The sale of unregulated patent medicines containing various addictive or toxic substances was common in the colony. This advertisement for Dunedin product “Loasby’s Wahoo” highlights the cure-all properties that many boasted of (collection of Toitū Otago Settlers Museum, permission of Toitū Otago Settlers Museum must be obtained before any re-use of this image).

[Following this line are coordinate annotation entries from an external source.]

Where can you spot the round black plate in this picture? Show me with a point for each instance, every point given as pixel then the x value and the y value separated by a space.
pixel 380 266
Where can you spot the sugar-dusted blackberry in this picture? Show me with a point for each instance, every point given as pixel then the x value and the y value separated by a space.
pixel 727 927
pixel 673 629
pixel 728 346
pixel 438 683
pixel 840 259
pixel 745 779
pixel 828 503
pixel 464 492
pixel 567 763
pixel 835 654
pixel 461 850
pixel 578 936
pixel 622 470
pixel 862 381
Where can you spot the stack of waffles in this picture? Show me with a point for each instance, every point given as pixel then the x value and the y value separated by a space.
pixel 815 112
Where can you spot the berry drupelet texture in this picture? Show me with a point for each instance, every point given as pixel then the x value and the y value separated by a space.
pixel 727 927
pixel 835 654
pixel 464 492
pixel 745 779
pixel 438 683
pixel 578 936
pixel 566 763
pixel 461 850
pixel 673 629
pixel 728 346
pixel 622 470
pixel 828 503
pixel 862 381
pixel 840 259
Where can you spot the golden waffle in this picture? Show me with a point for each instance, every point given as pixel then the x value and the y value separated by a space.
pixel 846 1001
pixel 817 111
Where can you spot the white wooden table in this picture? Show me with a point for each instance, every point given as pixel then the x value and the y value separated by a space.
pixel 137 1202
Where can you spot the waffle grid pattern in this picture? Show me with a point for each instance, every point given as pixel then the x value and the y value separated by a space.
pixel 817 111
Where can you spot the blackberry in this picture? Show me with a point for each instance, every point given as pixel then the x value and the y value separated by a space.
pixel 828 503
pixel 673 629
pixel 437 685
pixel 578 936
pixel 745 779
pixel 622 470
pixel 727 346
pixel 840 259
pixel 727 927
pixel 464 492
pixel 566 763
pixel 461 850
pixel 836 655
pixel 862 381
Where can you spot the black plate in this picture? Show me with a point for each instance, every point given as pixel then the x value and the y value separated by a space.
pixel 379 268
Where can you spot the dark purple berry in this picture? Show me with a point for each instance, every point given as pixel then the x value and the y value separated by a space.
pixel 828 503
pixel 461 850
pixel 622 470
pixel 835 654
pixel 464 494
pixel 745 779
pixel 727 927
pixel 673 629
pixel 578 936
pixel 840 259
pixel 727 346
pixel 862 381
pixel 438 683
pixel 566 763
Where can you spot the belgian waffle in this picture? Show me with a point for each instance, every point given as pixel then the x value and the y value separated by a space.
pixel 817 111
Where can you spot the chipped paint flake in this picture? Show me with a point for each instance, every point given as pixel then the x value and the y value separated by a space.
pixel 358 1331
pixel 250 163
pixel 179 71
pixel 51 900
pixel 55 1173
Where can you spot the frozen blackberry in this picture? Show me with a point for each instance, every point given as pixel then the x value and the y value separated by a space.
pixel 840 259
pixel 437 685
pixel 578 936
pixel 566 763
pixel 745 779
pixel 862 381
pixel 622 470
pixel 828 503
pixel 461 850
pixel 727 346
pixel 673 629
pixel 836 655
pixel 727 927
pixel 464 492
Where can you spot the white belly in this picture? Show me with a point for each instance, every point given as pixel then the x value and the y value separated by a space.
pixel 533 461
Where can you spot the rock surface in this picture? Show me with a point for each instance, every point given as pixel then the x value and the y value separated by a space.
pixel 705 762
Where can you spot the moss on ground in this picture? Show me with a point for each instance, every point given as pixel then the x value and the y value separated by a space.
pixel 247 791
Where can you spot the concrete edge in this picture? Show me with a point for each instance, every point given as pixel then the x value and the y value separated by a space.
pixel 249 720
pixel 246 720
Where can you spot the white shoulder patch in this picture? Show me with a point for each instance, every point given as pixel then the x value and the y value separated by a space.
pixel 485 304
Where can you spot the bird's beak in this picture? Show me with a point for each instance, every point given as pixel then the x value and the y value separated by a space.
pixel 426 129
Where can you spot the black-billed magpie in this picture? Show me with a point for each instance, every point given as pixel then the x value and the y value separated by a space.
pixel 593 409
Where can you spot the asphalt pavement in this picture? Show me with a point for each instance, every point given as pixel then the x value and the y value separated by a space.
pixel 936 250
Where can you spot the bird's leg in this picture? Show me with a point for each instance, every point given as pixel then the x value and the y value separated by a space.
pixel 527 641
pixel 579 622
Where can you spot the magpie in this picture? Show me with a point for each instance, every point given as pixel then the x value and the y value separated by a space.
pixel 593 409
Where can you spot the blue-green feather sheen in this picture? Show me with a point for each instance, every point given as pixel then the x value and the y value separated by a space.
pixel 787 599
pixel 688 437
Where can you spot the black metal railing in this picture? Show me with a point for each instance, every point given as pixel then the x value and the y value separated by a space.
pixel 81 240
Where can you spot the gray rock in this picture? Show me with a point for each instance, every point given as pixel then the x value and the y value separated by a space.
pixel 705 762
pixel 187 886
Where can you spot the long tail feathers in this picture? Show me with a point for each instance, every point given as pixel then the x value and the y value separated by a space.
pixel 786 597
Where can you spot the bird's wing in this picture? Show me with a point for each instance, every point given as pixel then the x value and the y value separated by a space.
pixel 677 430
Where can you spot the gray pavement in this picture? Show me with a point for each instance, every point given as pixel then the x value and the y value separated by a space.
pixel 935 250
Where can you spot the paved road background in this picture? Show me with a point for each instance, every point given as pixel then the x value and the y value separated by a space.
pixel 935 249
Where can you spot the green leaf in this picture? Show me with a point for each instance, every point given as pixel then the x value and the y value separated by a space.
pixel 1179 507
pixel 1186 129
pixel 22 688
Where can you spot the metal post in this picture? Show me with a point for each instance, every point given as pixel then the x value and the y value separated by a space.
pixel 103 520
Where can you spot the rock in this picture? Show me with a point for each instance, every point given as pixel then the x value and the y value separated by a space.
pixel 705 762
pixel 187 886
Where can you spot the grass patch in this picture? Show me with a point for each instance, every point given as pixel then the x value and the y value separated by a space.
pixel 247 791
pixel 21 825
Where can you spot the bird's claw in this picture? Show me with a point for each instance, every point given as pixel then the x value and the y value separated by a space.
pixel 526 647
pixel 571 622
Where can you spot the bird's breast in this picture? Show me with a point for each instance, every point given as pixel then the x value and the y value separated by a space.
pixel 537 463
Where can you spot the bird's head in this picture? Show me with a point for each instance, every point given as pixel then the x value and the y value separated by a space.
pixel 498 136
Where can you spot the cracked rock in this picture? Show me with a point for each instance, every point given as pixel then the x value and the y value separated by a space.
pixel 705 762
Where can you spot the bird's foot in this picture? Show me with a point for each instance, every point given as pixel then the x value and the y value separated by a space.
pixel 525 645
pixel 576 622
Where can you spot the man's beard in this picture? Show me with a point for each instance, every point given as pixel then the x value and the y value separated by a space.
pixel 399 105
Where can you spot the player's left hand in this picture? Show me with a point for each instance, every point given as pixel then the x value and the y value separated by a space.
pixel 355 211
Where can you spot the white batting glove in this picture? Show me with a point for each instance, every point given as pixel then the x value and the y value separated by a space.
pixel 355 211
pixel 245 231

The problems of opiate-containing medicines were many and varied. For example, Otago resident Janet Hesketh was committed to Seacliff asylum due to laudanum- induced hallucinations following its prescription for her menstrual flow, and this was not an isolated occurrence (Stock and Brickle, 2013).  Laudanum was even commonly given in small doses to children to stop them fussing, with opium known as “quietness” for this reason. It’s no surprise that overdoses like Dr. Weber’s were relatively common, especially in infants.

The addictive nature of the opium in tonics also resulted in issues. Addicts were nicknamed “chlorodyne fiends”, chlorodyne being one of the main tonics containing laudanum available in the colony.

On the dangers of chlorodyne, a form of tonic laudanum. Southland Times Issue 9715, 2nd January 1888. Accessed via the National Library of New Zealand, Papers Past.

Despite some attempts to regulate the sale of the drugs, they remained a favourite of local pharmacies and easily accessible until the early 1900s, when they were restricted by the Dangerous Drugs Act of 1927.

Charlotte King

References and more information:

Brickell, Chris and Paul V. Stock. ‘Nature’s good for you: Sir Truby King, Seacliff Asylum, and the greening of health care in New Zealand,1889–1922.’ Health & Place. 22 (2013): pp.107–114. p.108.

Hardy, Susan, and Corones, Anthony (2006), “Colonising the past? History, Medicine and Reality Television,” Health and History, 8 (2).